Ganz allein erreicht niemand eine Spitzenleistung. Immer sind helfende Mitmenschen, Mitstreiter und Unterstützer da. Jedes Individuum ist vernetzt. Die Bedeutung des Individuums ist vom Netz und dessen Wirkung abhängig. Doch, ist sich das der erfolgreiche Mensch bewusst? Weiss er, dass sein Erfolg vielleicht nur zu 5% seinen Fähigkeiten zuzuschreiben ist? Sicher war Schumi ein etwas besserer Formel 1 – Pilot, als die andern, aber ohne sein Rennteam, das ihm ein optimales Fahrzeug, eine tolle Strategie und schnelle Boxenhalte gewährte, wäre kein derart überwältigender Erfolg möglich gewesen. Schumi war sich dessen bewusst und hat immer sein Team am Erfolg teilnehmen lassen.

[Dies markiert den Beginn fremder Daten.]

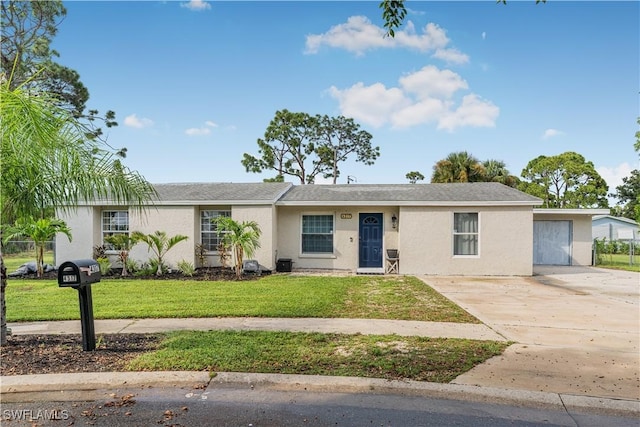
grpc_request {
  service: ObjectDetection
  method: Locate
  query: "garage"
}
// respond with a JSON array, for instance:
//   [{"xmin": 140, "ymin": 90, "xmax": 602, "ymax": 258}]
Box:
[{"xmin": 533, "ymin": 220, "xmax": 573, "ymax": 265}]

Sind sich das die Manager auch bewusst? Das Managerkarussell dreht sich und sicher ist der eine Manager etwas besser als der andere. Aber kommt es nur auf ihn an? Ist nicht viel mehr die Gesamtleistung aller Beteiligten für den Erfolg massgebend? Vielleicht schlummern noch bessere Managementtalente in den Reihen der Mannschaft, die bisher ihr Können nicht ins Licht stellen konnten.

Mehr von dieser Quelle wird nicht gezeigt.